3.2 Summary of submissions by stakeholder organisations

3.2.1 Patient responses/experiences to management interventions for CFS/ME

3.2.1.1 Cognitive behavioural therapy (CBT)/modified CBT

• ‘13% were made worse by CBT, 32% were not helped at all, 37% were helped a little and 18% were helped a lot.’ (Report on Survey of Members of Local ME Groups, Cooper 2000)

• Mixed results for CBT depending on practitioner. Issues repeatedly cropped up about language and relationships indicating the problem may not be CBT but poorly practised CBT. (Action for ME, Members Survey, 2003)


• 7% found CBT helpful, 93% found CBT unhelpful. (25% ME Group, Analysis Report, 2004)
 

Simon

Senior Member
Messages
3,789
Location
Monmouth, UK
I thought I would upload this survey. Peter White often quotes this small survey and I think it is useful for people to be familiar with it.

Here's the main quantitative data on GET from the survey that I recall.

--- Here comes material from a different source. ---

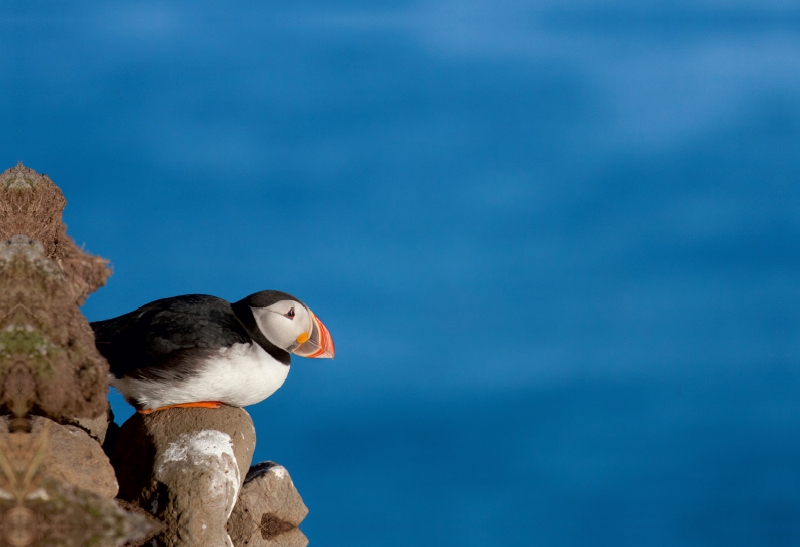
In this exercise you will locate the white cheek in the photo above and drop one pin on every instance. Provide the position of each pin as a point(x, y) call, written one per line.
point(278, 329)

GETbypractitioner_zps05e3f2b5.png
  1. Astonishing: you can't conclude anything at all from a sample of 42
  2. Comparing negative outcomes vs postivie/neutral, looking at the Behavioural Therapist results - presumably bona fide trained for such interventions - with gym gives a p value of 0.42, where p=0.05 is significant (Fisher's exact test)
  3. In any case, the best results came from using no professional (ranking from worst harm to least: OT = Gym < Physio < Therapist = GP < No Professional)
  4. So not only are the results statistically meaningless, the non-significant results indicate the results are worse with health professionals (Though amazingly the gym approach is bad too).
 

Bob

Senior Member
Messages
16,455
Location
England (south coast)
Clearly AfME failed to refer to this graph when they wrote their published GET paper in which they heavily push the theory that any bad experiences in relation to GET are caused by badly trained therapists. Considering this data, I think their published GET paper undermines their members, and does us all a grave disservice. Instead of objectively assessing their own research results, they appear to have deferred to the psych-lobby, yet again. I'm really annoyed about this important omission from their research study. I wish I'd seen this data earlier. I didn't know it existed.

AfME always seem completely out of their depth in terms of interpreting research, or research proposals. Either that or consciously in collusion.

As Simon says, we can't tell much from this data, but it could have pointed them towards further research. Instead they've completely ignored it, and have almost concluded the opposite of what the data shows, but without any further evidence.